GPS is also a somewhat disaggregated system in that, if you lose one, you don't lose the capability. That makes the GPS constellation more resilient than the AEHF system where if you lose one satellite, you lose coverage for an entire hemisphere.
The Pentagon in an ongoing “analysis of alternatives” is examining different ways of acquiring protected satellite communications. “The focus of that effort is to identify alternatives beyond AEHF vehicle six, which is the last vehicle in the existing program,” said Klinger.
The Air Force is eyeing new approaches. It recently leased a transponder on a commercial satellite to test how the military potentially might go “all commercial” and forgo dedicated military wideband satellites.
Space industry executives, meanwhile, are warning the Pentagon to set realistic expectations. Secure military satellites supply only 3 percent of demand in current military operations. “The problem is that we want more protected satcom but government satellites are expensive,” said Rick Skinner, director of business and advanced systems development at Northrop Grumman Aerospace. The company is a major supplier of AEHF electronics.
Protected satcom demand seems to be “growing without bounds,” and the Pentagon will likely have to fill that need with commercial services until it can figure out how to build satellites more economically, Skinner said during an Aerospace Industries Association forum on Capitol Hill. The answer is to adapt existing satellite designs and build them with cheaper off-the-shelf components, he said. “You can make the satellites light enough so they can launch from commercial vehicles, and you should remove requirements we don't need such as nuclear command and control.”
Skinner said current billion-dollar spacecraft would be replaced by $350 million systems. “It's in the range of commercial satellites. … It provides 80 percent of the capability of AEHF for about one third of the price.” Without having to design all the complex electronics, production is “pretty inexpensive,” said Skinner. “The bumper sticker is ‘protected for the price of unprotected.’”
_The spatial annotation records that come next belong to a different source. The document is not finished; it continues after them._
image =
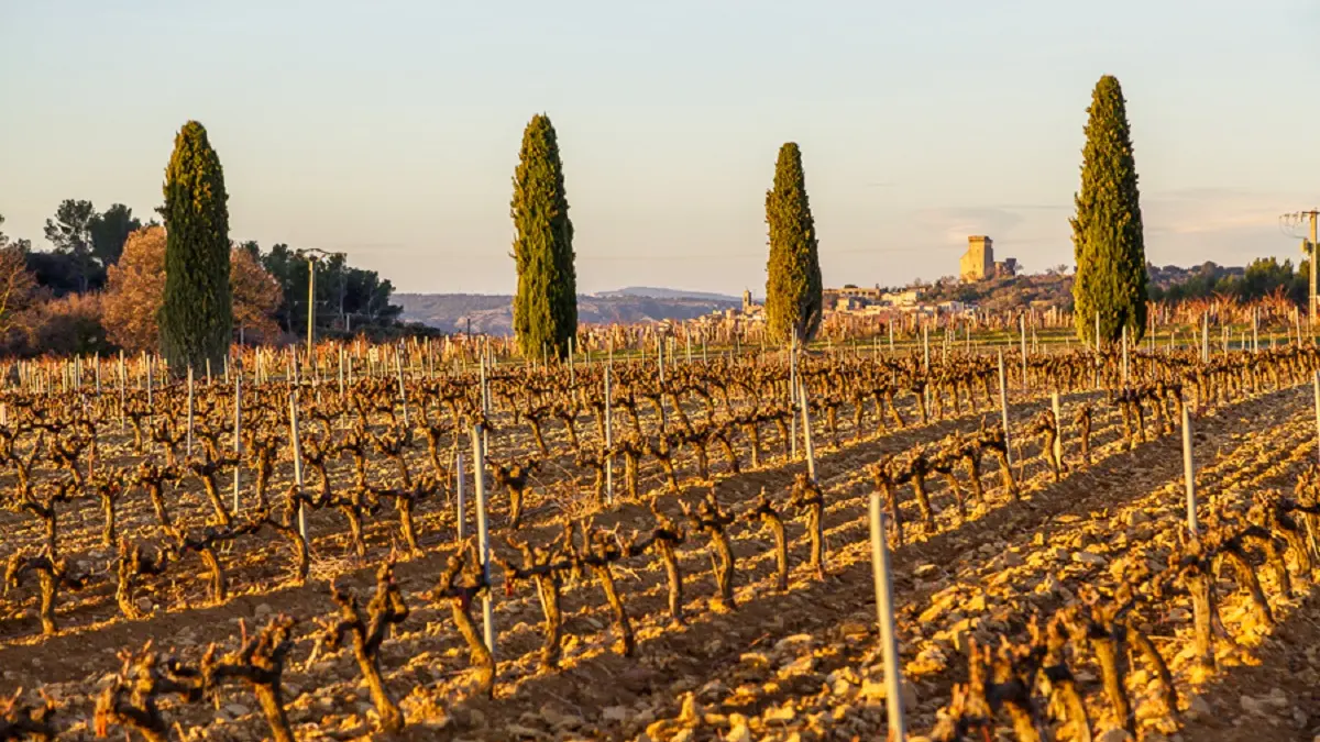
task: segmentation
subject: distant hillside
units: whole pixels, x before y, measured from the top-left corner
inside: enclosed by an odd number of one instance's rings
[[[656,287],[628,287],[611,292],[599,292],[599,297],[647,297],[647,298],[704,298],[708,301],[734,301],[742,304],[742,297],[723,293],[689,292],[682,289],[661,289]]]
[[[624,292],[631,289],[622,289]],[[652,289],[645,289],[652,290]],[[669,289],[655,289],[669,290]],[[614,293],[614,292],[611,292]],[[690,298],[682,296],[655,298],[649,296],[579,296],[578,321],[583,323],[657,322],[692,320],[717,310],[742,306],[741,298]],[[508,335],[513,331],[513,297],[470,293],[396,293],[395,304],[404,308],[401,320],[421,322],[446,333],[467,329],[474,333]]]

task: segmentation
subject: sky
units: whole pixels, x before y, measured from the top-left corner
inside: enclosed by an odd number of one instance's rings
[[[511,293],[521,132],[550,116],[578,289],[764,290],[803,149],[826,287],[1072,264],[1096,81],[1122,82],[1152,263],[1296,257],[1320,206],[1317,0],[0,0],[0,214],[160,205],[206,125],[230,236],[400,292]]]

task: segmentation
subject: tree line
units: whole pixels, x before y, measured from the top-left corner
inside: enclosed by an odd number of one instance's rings
[[[1081,189],[1074,195],[1074,217],[1069,219],[1077,261],[1072,287],[1077,334],[1085,341],[1113,342],[1126,327],[1139,341],[1146,327],[1148,281],[1131,132],[1117,78],[1105,75],[1097,82],[1088,116]],[[176,137],[164,195],[165,203],[157,210],[165,230],[165,280],[154,313],[161,330],[158,342],[172,360],[198,363],[223,354],[235,339],[235,327],[242,338],[248,323],[256,330],[260,322],[255,322],[256,317],[251,322],[240,318],[235,326],[236,293],[231,276],[235,248],[228,236],[228,195],[219,157],[197,121],[187,121]],[[562,358],[572,351],[578,325],[574,227],[558,137],[544,114],[533,116],[524,129],[510,214],[515,227],[510,256],[517,273],[512,309],[519,346],[528,358]],[[780,341],[795,337],[809,341],[824,313],[822,279],[803,153],[796,143],[780,147],[772,186],[766,194],[766,326]],[[88,201],[65,201],[46,223],[51,251],[36,252],[22,242],[5,248],[22,255],[26,276],[9,281],[9,292],[0,298],[0,313],[13,314],[11,304],[15,308],[21,304],[29,284],[53,297],[87,294],[103,287],[114,294],[115,287],[108,285],[114,283],[112,268],[121,259],[129,235],[152,228],[158,226],[141,224],[120,203],[98,213]],[[0,235],[0,247],[5,243]],[[260,313],[284,333],[305,333],[308,259],[314,253],[286,244],[261,252],[251,242],[242,243],[239,250],[244,253],[239,260],[251,261],[277,285],[277,301],[269,308],[261,304]],[[343,255],[312,263],[315,290],[310,313],[318,329],[352,331],[397,325],[400,310],[389,304],[389,281],[348,267]],[[88,330],[95,326],[91,304],[79,305],[86,314],[82,323]],[[86,342],[96,346],[108,341],[92,337]],[[37,343],[30,350],[51,349]]]
[[[65,199],[46,220],[48,250],[3,231],[0,215],[0,353],[129,353],[160,350],[165,302],[166,228],[115,203]],[[313,255],[285,243],[223,243],[230,255],[232,322],[226,339],[280,342],[308,331],[308,280],[315,271],[318,337],[374,339],[422,331],[399,322],[393,285],[355,268],[342,252]],[[195,289],[187,296],[195,298]]]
Skinner does not see a big future for hosted payloads. “Commercial operators have their own business models. If you have to pay the equivalent cost of a transponder, you will find out that the hosted payload is not as appealing,” he said. “The average cost could make the economics of hosted payloads a lot more difficult to achieve.”
The Pentagon should tread carefully as it plans future acquisitions, warns the Government Accountability Office. Defense officials are studying the disaggregation of space systems, but they lack expertise on the subject, noted Christina Chaplain, defense programs analyst at GAO. “While our prior work shows these concepts can potentially reduce costs and development time, the Defense
Department does not yet have the knowledge it needs to make a transition to disaggregation on a wide scale,” Chaplain said at a hearing of the Senate Armed Services Committee’s subcommittee on strategic forces.
Chaplain also raised doubts about the credibility of the Pentagon’s past studies on alternatives satellite procurements. “Some within the department do not consider these studies to be conclusive, because they were either not conducted with sufficient analytic rigor or do not consider the capabilities, risks and trades in a holistic manner,” she said. “More analysis about disaggregation is important.”
GAO does have some good news for the Defense Department. Chaplain said major satellite programs such as AEHF and the missile-warning space based infrared system have overcome troubled pasts and are moving forward. “There are still technical and manufacturing programs affecting key programs, such as, MUOS [mobile user objective system] and GPS 3,” said Chaplain. “But the portfolio as a whole is not seeing problems on a scale it saw last decade.”